How can you even say “she has been a very welcome addition to the family, and I would like to remain on good terms with her” when you’re apparently considering trying to go behind her back to try to get her fired?

If you really must make this your business, you might want to PM her to express concern about if talking about her clients is allowed by her job, but I think it would be an epic asshole move to try to get her fired for this (which is what would happen if you did report her and the company actually does have a policy against this).

If you don’t want to get her fired, I’d send a private message with something like:

"Saw your post about xyz. Understand how it raises eyebrows, but wanted to warn you that the feds have been cracking down in the HIPAA stuff() and I know you didn’t reveal who it was, but your employer might be pretty upset if they happened to see your post and it only takes one busy body to send them a link and land you in hot water."
(
) this is true, the number of fines have been going up under the recent administration.

HIPAA aside, because from the OP she probably didn’t breach it, this is a PR nightmare for her employer. Would you want to go to a clinic when the employees run to facebook to post all your personal business? If a HIPAA complaint is filed, it will cost them man hours to prove that they didn’t breach the regulation. And, the investigation is a matter of public record. She’s probably just young and even though she’s not technically breaking the law, IMHO she’s skirting close enough to get herself fired. And, in a very small town, she may be breaking the law if the client has an unusually large brood.

It would be so horrible of you to report her and I can’t even imagine why you’d consider it.

I’d just leave this alone.

I’d go with dropping her a very friendly caution, that although she hasn’t mentioned names etc, someone that knows the woman might still be able to work out her identity - if if that happens the FB poster could get into a lot of trouble.
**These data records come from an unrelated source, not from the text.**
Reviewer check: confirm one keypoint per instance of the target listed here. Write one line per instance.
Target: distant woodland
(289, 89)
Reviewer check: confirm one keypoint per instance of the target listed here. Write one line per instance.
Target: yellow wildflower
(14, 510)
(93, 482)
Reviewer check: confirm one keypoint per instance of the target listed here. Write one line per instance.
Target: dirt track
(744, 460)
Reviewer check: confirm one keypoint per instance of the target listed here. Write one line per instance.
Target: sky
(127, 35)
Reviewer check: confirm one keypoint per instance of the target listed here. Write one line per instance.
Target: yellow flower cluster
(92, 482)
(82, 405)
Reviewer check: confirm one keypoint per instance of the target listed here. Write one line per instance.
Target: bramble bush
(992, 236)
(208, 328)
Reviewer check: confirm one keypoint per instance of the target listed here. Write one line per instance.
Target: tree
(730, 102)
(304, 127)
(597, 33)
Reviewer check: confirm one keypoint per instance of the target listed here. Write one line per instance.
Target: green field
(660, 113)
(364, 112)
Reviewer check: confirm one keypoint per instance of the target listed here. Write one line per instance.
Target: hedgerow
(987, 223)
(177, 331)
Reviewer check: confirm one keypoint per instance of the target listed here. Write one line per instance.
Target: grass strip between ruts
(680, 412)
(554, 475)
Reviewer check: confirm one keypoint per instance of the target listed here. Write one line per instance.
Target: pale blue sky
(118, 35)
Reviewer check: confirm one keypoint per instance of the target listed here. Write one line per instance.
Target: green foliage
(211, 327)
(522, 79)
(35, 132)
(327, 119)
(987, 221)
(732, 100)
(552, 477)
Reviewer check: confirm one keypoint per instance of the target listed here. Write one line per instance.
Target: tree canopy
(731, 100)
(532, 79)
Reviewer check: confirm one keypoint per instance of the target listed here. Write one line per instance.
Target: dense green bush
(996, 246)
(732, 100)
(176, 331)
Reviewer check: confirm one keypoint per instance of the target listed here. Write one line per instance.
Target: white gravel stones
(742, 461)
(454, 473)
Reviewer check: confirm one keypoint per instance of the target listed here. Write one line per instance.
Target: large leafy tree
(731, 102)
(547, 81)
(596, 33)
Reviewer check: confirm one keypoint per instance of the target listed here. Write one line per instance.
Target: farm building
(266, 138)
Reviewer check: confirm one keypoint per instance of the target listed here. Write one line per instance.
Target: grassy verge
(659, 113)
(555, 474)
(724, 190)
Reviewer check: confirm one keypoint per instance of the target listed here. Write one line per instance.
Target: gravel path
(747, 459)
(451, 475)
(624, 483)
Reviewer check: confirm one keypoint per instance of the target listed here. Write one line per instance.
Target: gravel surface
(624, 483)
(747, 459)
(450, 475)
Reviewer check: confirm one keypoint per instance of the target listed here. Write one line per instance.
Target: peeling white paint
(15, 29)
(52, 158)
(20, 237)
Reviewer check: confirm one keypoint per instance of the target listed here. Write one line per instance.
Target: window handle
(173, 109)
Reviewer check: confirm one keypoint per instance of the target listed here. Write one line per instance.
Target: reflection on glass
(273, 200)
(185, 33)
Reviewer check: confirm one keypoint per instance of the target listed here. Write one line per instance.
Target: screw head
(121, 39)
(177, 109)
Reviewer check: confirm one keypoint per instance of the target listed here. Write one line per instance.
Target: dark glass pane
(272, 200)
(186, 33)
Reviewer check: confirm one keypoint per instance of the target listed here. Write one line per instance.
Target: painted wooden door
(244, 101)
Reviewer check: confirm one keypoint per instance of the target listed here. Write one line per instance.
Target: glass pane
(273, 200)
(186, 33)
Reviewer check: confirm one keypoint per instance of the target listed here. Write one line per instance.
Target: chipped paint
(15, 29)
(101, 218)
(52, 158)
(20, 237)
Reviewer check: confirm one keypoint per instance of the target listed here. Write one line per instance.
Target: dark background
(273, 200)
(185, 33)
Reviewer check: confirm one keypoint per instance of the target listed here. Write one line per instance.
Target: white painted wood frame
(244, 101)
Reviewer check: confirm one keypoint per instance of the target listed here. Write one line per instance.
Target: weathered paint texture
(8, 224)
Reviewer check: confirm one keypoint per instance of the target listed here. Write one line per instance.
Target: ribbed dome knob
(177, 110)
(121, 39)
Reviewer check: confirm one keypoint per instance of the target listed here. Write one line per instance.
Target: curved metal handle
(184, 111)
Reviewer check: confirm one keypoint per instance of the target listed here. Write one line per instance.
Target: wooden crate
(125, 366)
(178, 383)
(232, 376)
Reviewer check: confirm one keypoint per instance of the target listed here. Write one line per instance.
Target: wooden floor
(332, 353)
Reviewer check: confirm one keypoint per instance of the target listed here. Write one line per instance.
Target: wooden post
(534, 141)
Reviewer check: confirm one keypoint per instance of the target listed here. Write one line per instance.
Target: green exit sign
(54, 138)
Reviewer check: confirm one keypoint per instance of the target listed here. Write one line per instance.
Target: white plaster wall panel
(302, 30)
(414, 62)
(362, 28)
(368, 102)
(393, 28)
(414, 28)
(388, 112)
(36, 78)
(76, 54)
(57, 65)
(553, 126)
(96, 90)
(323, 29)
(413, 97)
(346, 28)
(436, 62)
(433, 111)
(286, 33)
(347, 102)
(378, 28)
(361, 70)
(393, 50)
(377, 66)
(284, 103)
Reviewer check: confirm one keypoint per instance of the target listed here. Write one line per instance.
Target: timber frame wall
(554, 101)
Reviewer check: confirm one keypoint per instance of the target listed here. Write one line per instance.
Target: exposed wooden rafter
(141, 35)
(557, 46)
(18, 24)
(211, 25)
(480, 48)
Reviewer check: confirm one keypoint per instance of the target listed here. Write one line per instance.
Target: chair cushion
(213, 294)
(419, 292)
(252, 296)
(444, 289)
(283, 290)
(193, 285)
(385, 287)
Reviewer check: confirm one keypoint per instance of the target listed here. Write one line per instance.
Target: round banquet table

Sometimes it only takes a few small clues to awaken suspicion in a family, and I’m very sure that she doesn’t want that to happen.

My company would consider this a serious issue, possibly even leading to termination. Whether or not it technically constitutes a privacy breach, you don’t share confidential information. Period.

Customers, and potential customers. don’t like the practice. They want to think their personal data is sacred, not fodder for discussions on social media. Ethilrist put it well, and I think that most people would be aghast at seeing their own details (without names) on Facebook.

If I saw such a posting, and I had other options, I would not use the firm where such a person was employed. Suggests a culture where sharing personal info isn’t considered a big deal. My firm would deal with such a matter severely. So, FWIW, consider this in deciding how to handle this situation. Some companies would fire her for this.

FINE, I’ll ask. How many abortions has she had?